Salmon River Suction Dredging

Salmon River Suction Dredging

Current Status:

Date Filed:
Oct 12, 2012

Case Title:
Idaho Conservation League v. State Board of Land Commissioners and Idaho Department of Lands

Staff attorney(s):
Bryan Hurlbutt


Idaho Conservation League

To Protect:




Case Information:

November 5, 2012 — Mr. Conklin abandoned his proposal and withdrew his lease application, which is a great victory for all who enjoy the beauty of the Salmon River!

October 12, 2012 — Advocates for the West filed a Petition for Judicial Review on behalf of Idaho Conservation League challenging the State of Idaho’s approval of a riverbed mineral lease to Mike Conklin. The lease would have allowed Mr. Conklin to intensively suction dredge a half-mile segment of the bed of Idaho’s famed Salmon River approximately 13 miles downstream of Riggins, Idaho.

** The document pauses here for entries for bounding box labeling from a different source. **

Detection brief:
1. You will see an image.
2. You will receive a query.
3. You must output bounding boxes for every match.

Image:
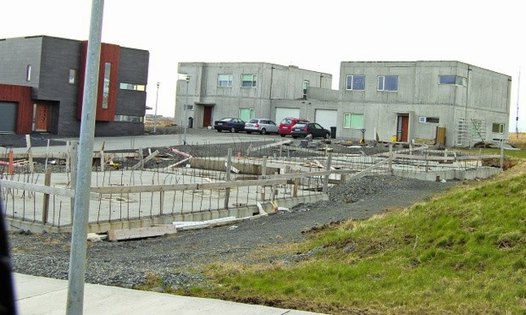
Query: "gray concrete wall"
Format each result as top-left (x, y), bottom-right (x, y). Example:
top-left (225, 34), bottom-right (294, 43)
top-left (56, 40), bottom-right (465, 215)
top-left (0, 36), bottom-right (42, 87)
top-left (175, 62), bottom-right (332, 128)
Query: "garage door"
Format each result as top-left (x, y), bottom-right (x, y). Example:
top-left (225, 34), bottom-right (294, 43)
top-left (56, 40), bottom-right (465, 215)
top-left (0, 102), bottom-right (16, 133)
top-left (315, 109), bottom-right (338, 129)
top-left (275, 107), bottom-right (303, 124)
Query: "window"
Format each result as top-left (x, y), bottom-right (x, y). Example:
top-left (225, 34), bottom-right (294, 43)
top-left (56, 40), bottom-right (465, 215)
top-left (68, 69), bottom-right (77, 84)
top-left (491, 123), bottom-right (504, 134)
top-left (378, 75), bottom-right (398, 92)
top-left (241, 74), bottom-right (257, 87)
top-left (346, 74), bottom-right (365, 91)
top-left (438, 75), bottom-right (466, 86)
top-left (113, 115), bottom-right (144, 123)
top-left (418, 116), bottom-right (440, 124)
top-left (119, 83), bottom-right (146, 92)
top-left (303, 80), bottom-right (310, 100)
top-left (217, 74), bottom-right (233, 87)
top-left (343, 113), bottom-right (364, 129)
top-left (26, 65), bottom-right (31, 81)
top-left (102, 62), bottom-right (111, 109)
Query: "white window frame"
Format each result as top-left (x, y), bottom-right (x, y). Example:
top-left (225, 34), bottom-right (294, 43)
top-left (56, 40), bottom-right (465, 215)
top-left (345, 74), bottom-right (365, 91)
top-left (376, 75), bottom-right (400, 92)
top-left (217, 73), bottom-right (234, 88)
top-left (343, 113), bottom-right (365, 130)
top-left (241, 73), bottom-right (257, 88)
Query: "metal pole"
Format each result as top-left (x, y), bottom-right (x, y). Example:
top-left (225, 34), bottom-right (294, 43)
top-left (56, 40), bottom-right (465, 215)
top-left (66, 0), bottom-right (104, 315)
top-left (153, 82), bottom-right (159, 133)
top-left (183, 75), bottom-right (190, 145)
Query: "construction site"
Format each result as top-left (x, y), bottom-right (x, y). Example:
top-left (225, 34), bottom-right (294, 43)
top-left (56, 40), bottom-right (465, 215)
top-left (0, 131), bottom-right (504, 240)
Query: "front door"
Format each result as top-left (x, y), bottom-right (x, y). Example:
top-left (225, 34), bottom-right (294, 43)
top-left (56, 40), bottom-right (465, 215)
top-left (35, 104), bottom-right (49, 132)
top-left (203, 106), bottom-right (212, 127)
top-left (396, 115), bottom-right (409, 142)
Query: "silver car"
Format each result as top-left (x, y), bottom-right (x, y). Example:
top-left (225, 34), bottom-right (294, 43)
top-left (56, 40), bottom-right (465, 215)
top-left (245, 118), bottom-right (278, 135)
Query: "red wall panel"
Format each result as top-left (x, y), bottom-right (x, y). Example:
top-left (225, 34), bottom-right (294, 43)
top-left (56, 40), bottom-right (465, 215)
top-left (0, 84), bottom-right (33, 134)
top-left (77, 41), bottom-right (120, 121)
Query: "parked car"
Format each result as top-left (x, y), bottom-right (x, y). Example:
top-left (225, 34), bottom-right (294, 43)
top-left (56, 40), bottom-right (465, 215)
top-left (214, 117), bottom-right (245, 132)
top-left (278, 117), bottom-right (309, 137)
top-left (245, 118), bottom-right (278, 135)
top-left (291, 122), bottom-right (331, 139)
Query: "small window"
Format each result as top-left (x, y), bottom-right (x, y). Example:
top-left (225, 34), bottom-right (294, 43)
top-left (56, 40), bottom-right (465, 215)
top-left (491, 123), bottom-right (504, 134)
top-left (68, 69), bottom-right (77, 84)
top-left (438, 75), bottom-right (466, 86)
top-left (378, 75), bottom-right (398, 92)
top-left (241, 74), bottom-right (257, 87)
top-left (418, 116), bottom-right (440, 124)
top-left (119, 83), bottom-right (146, 92)
top-left (217, 74), bottom-right (233, 88)
top-left (102, 62), bottom-right (111, 109)
top-left (343, 113), bottom-right (364, 129)
top-left (26, 65), bottom-right (31, 82)
top-left (303, 80), bottom-right (310, 100)
top-left (346, 74), bottom-right (365, 91)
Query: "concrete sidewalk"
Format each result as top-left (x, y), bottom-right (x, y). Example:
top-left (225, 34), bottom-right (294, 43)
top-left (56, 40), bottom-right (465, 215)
top-left (14, 273), bottom-right (322, 315)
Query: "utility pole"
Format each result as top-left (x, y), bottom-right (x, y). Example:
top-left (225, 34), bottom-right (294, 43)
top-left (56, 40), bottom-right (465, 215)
top-left (183, 75), bottom-right (190, 145)
top-left (153, 82), bottom-right (159, 133)
top-left (66, 0), bottom-right (104, 315)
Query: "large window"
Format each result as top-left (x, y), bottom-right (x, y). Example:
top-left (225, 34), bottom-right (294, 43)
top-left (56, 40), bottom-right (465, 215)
top-left (241, 74), bottom-right (257, 87)
top-left (491, 123), bottom-right (504, 134)
top-left (378, 75), bottom-right (398, 92)
top-left (438, 75), bottom-right (466, 86)
top-left (114, 115), bottom-right (144, 123)
top-left (119, 83), bottom-right (146, 92)
top-left (343, 113), bottom-right (364, 129)
top-left (102, 62), bottom-right (111, 109)
top-left (217, 74), bottom-right (233, 87)
top-left (345, 74), bottom-right (365, 91)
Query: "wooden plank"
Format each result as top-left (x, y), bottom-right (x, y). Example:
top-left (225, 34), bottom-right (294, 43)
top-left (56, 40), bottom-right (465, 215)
top-left (108, 225), bottom-right (177, 241)
top-left (131, 150), bottom-right (159, 170)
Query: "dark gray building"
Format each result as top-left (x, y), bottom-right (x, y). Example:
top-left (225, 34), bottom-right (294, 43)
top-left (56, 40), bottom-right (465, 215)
top-left (0, 36), bottom-right (149, 136)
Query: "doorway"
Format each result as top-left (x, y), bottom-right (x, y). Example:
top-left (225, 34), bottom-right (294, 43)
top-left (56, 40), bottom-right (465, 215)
top-left (396, 114), bottom-right (409, 142)
top-left (203, 106), bottom-right (212, 127)
top-left (33, 104), bottom-right (49, 132)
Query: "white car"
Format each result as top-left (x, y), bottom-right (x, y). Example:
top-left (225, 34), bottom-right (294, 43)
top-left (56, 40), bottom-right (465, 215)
top-left (245, 118), bottom-right (278, 135)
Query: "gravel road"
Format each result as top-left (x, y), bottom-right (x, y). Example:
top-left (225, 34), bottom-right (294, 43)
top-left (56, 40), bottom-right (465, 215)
top-left (3, 142), bottom-right (458, 289)
top-left (9, 176), bottom-right (458, 289)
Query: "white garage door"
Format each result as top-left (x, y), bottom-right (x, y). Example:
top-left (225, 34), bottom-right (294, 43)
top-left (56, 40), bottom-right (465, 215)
top-left (274, 107), bottom-right (303, 124)
top-left (315, 109), bottom-right (338, 130)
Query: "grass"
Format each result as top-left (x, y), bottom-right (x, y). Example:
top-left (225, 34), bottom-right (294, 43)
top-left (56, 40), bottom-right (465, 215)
top-left (165, 162), bottom-right (526, 314)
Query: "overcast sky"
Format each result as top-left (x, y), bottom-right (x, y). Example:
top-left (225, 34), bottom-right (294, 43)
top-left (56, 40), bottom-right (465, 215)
top-left (0, 0), bottom-right (526, 131)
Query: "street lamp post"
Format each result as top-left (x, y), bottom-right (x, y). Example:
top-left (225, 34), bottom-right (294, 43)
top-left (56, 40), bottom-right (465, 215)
top-left (153, 82), bottom-right (159, 133)
top-left (183, 75), bottom-right (190, 145)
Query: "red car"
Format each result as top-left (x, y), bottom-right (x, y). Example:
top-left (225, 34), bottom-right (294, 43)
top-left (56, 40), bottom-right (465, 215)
top-left (278, 117), bottom-right (309, 137)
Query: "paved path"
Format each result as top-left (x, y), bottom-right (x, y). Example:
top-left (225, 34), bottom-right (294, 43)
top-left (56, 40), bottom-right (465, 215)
top-left (14, 273), bottom-right (317, 315)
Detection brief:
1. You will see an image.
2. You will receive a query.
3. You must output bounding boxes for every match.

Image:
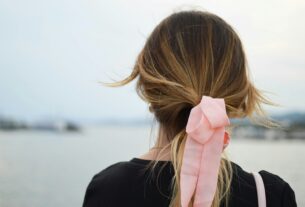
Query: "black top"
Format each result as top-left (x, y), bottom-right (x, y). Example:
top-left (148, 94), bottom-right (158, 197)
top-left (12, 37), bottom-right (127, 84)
top-left (83, 158), bottom-right (297, 207)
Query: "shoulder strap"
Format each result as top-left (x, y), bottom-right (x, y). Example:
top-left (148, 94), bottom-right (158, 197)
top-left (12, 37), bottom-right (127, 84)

A suction dredge uses a high pressure gasoline powered water pump to suck up riverbed material and water. The riverbed material and water are then run through a sluice box to separate out valuable minerals while the remaining riverbed material and water are discharged back to the river. Mr. Conklin applied to suction dredge 10 cubic yards of material from the bed of the Salmon River every day, 128 days per year, over the five-year period of the lease.

Idaho Conservation League testified before the Idaho State Board of Land Commissioners (“Land Board”) to the damaging impacts of suction dredging the site, including harming endangered fish species, degrading water quality, and creating dangerous hazards to fly fishing. Nevertheless, the Land Board approved Mr. Conklin’s lease without requiring the reclamation plan and corresponding bond required by state law.

Shortly after Advocates for the West filed the Petition, Mr. Conklin abandoned his proposal and withdrew his lease application. After receiving confirmation from the State that Mr. Conklin’s application was successfully withdrawn, Advocates for the West dismissed the Petition on October 31, 2012.